Reflecting the success of KeyCorp’s (KeyCorp or the Company) expense reduction initiative, as well as lower provisions for loan loss reserves, 1Q14 earnings improved moderately, quarter-on-quarter (QoQ). Specifically, the decline in linked quarter expenses outpaced the decline in revenues. Overall, DBRS considers KeyCorp’s sound and stabilizing asset quality, and solid funding and capital profiles as supportive of its rating level.

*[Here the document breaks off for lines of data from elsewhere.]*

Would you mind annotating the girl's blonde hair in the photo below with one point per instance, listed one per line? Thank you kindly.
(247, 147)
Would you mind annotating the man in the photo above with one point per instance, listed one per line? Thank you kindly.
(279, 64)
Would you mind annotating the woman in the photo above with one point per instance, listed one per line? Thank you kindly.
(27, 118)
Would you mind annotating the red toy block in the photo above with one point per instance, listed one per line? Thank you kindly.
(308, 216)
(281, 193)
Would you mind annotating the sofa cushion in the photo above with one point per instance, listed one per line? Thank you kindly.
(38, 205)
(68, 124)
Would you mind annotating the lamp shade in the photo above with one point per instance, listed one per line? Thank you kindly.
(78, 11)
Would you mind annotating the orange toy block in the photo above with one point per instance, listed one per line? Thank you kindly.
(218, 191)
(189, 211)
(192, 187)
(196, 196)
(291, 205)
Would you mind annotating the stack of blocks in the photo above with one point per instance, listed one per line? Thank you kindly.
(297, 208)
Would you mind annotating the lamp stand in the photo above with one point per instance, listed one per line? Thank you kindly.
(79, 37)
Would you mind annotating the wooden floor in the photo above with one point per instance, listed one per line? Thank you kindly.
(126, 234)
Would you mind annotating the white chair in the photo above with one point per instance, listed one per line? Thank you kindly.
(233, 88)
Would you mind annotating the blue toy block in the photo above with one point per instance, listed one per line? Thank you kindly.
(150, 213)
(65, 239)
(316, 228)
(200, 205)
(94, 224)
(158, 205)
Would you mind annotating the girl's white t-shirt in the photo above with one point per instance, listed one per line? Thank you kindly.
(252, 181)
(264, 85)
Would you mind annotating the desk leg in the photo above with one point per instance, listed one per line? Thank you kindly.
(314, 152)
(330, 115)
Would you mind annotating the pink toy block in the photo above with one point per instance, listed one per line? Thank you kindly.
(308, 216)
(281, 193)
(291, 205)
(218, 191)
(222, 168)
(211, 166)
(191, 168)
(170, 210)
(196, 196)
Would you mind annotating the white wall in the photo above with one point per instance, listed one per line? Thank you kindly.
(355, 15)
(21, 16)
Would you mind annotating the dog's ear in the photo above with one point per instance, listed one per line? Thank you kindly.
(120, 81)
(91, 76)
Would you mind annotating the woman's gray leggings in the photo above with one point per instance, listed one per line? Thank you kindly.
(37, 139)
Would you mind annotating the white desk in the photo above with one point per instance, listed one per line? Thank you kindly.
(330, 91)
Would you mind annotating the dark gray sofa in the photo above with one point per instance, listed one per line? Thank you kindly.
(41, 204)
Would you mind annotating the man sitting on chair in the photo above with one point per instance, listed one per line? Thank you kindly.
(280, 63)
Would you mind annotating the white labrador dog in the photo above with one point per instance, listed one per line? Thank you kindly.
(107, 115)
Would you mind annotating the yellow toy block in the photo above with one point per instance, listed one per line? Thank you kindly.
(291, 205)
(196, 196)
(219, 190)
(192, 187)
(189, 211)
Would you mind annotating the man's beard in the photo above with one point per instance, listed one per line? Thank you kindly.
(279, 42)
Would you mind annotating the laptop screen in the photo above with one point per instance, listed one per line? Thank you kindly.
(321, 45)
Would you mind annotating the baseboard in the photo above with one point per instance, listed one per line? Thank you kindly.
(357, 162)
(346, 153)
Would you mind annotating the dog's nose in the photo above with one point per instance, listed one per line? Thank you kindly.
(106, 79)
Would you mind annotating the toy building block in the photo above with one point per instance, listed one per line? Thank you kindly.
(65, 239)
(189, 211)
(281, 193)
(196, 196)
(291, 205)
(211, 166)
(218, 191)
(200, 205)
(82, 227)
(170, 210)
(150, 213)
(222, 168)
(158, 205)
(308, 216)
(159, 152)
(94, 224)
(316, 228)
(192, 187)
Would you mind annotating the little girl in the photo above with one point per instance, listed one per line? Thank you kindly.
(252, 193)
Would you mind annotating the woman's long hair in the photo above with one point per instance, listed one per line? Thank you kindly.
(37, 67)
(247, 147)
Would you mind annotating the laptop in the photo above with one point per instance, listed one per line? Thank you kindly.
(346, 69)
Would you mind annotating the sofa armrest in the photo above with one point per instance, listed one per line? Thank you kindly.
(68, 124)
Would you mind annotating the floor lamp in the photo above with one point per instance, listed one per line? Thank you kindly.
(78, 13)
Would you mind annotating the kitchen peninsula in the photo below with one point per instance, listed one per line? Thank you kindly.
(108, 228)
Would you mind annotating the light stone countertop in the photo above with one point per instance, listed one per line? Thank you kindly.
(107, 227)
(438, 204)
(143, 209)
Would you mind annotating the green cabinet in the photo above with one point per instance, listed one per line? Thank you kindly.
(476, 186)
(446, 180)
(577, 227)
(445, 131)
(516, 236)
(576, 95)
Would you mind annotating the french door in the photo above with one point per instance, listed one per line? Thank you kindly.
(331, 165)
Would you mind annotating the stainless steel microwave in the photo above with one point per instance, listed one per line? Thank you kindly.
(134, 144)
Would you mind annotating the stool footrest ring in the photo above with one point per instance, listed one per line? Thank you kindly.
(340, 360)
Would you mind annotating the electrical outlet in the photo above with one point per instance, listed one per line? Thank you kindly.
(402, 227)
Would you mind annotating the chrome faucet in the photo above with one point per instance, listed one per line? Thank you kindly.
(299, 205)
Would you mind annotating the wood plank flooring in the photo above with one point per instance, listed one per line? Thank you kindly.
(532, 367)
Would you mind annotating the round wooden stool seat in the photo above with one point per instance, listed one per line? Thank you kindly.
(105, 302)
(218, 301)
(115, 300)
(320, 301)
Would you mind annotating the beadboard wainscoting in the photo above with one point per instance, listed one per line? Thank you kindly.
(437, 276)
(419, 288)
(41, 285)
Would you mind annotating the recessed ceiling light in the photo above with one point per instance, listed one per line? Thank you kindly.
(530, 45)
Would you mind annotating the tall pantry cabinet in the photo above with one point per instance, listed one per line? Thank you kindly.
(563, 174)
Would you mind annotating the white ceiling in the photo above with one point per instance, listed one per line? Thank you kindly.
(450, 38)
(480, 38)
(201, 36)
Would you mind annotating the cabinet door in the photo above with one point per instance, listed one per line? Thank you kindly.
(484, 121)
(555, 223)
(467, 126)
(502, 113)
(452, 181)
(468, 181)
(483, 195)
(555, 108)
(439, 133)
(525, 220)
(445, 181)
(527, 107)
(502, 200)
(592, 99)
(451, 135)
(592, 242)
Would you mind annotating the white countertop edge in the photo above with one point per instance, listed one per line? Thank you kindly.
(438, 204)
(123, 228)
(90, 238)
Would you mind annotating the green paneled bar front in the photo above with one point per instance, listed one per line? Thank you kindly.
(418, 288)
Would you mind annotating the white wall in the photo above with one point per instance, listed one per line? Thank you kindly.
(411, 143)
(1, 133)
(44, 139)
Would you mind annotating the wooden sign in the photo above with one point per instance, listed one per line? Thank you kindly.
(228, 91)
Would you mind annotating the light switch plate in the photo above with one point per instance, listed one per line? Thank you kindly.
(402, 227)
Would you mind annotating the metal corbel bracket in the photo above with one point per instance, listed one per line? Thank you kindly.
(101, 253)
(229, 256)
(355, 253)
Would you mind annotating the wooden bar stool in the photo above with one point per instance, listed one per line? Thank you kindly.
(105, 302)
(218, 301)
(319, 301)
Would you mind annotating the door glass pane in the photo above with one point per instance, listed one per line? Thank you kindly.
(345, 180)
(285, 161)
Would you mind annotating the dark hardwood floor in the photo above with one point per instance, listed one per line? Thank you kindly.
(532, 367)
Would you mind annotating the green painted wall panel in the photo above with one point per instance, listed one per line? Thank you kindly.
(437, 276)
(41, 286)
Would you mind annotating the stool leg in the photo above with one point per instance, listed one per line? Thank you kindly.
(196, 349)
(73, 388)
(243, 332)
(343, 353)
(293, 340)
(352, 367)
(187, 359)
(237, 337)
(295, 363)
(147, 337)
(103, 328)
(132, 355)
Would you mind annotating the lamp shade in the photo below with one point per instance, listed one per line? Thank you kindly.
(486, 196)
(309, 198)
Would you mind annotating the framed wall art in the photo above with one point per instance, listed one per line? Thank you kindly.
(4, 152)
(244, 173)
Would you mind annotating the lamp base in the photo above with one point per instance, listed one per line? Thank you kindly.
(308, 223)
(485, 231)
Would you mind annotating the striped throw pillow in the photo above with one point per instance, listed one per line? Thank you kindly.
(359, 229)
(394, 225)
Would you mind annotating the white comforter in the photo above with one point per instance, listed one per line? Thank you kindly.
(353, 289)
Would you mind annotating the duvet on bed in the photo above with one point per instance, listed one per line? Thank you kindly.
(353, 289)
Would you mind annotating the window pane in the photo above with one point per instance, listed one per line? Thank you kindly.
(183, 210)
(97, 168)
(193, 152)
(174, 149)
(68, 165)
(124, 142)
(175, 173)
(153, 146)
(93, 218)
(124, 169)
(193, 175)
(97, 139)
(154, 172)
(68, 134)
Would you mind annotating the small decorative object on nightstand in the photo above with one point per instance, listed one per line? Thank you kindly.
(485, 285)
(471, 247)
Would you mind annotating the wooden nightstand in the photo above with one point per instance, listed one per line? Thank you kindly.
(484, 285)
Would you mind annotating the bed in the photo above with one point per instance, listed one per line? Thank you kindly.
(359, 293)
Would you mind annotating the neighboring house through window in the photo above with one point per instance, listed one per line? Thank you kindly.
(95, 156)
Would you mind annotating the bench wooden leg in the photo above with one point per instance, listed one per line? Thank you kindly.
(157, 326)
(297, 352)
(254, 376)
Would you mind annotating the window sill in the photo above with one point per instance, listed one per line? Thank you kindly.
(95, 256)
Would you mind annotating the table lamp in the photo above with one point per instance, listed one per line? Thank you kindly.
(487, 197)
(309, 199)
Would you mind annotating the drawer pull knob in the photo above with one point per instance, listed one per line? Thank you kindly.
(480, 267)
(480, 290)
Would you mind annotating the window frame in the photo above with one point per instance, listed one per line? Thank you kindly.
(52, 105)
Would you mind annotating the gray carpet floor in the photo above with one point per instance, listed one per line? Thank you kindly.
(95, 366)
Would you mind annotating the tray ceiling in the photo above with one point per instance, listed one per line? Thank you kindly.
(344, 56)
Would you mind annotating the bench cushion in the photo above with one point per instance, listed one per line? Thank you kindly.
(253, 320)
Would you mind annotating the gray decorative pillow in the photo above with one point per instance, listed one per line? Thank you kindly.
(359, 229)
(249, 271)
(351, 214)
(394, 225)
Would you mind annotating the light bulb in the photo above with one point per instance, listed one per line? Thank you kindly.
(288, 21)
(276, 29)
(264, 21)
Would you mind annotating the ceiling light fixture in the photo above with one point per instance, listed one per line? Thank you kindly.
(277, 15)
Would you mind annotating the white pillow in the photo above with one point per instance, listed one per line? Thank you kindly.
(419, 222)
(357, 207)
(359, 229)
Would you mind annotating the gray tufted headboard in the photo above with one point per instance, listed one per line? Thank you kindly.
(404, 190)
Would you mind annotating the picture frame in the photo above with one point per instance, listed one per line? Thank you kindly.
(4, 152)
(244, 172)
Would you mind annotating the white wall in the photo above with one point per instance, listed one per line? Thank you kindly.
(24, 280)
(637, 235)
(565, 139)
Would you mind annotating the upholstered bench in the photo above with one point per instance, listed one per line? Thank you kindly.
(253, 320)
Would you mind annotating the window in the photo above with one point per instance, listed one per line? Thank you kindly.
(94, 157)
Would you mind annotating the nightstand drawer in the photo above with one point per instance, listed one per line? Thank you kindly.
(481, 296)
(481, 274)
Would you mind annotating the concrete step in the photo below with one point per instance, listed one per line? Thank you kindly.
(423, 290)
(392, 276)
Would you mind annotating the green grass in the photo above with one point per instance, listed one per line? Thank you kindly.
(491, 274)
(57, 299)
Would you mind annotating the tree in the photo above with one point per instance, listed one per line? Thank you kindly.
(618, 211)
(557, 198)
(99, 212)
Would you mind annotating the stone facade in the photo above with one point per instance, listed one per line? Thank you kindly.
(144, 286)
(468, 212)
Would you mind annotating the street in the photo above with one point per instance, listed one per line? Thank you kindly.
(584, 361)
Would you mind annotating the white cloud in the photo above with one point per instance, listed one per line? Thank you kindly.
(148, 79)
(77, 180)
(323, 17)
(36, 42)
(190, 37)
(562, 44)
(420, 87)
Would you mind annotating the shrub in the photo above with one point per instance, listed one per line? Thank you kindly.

Although KeyCorp’s expense base remains relatively high, with an adjusted cash efficiency ratio of 64.9%, it is improving, down from 67.4% for 4Q13 and within the Company’s target range of 60% - 65% for 2014. Overall, the Company’s adjusted expenses were down 5.2%, QoQ, due to lower marketing and personnel expense. For 2014, KeyCorp anticipates full year expenses to decline by low to mid-single digits, year-on-year.
As with most banks, revenue generation remains a key challenge. Despite sequential loan growth, most of which was commercial & industrial exposures, KeyCorp’s 1Q14 spread income declined by 3.4%, QoQ, driven by fewer days in the quarter, and lower asset yields. Meanwhile, adjusted non-interest income, excluding net gains from principal investing and gains on leased equipment, decreased by 4.2%, primarily reflecting lower levels of corporate-owned life insurance, mortgage servicing fees, and deposit service charges.
Asset quality from continuing operations remains sound and continues to stabilize, reflecting lower QoQ levels of non-performing assets and net charge-offs. Improved asset quality drove sustained reserve releases, which benefited earnings. KeyCorp’s reserve coverage remains sufficient at 1.5% of loans (continuing operations).
KeyCorp’s funding position remains solid and is underpinned by a large core deposit base. Meanwhile, capital remains strong and provides sound loss absorption capacity. DBRS notes that the Federal Reserve did not object to the Company’s capital plan, submitted as part of the Comprehensive Capital Analysis and Review process, which included potential common share repurchases of up to $542 million, as well as the potential to increase the quarterly common stock dividend by 18%, subject to Board approval.
DBRS rates KeyCorp Issuer & Senior debt at BBB (high) with a Stable trend.
Notes:
All figures are in U.S. Dollars unless otherwise noted.
[Amended on December 23th, 2014 to remove unnecessary disclosures.]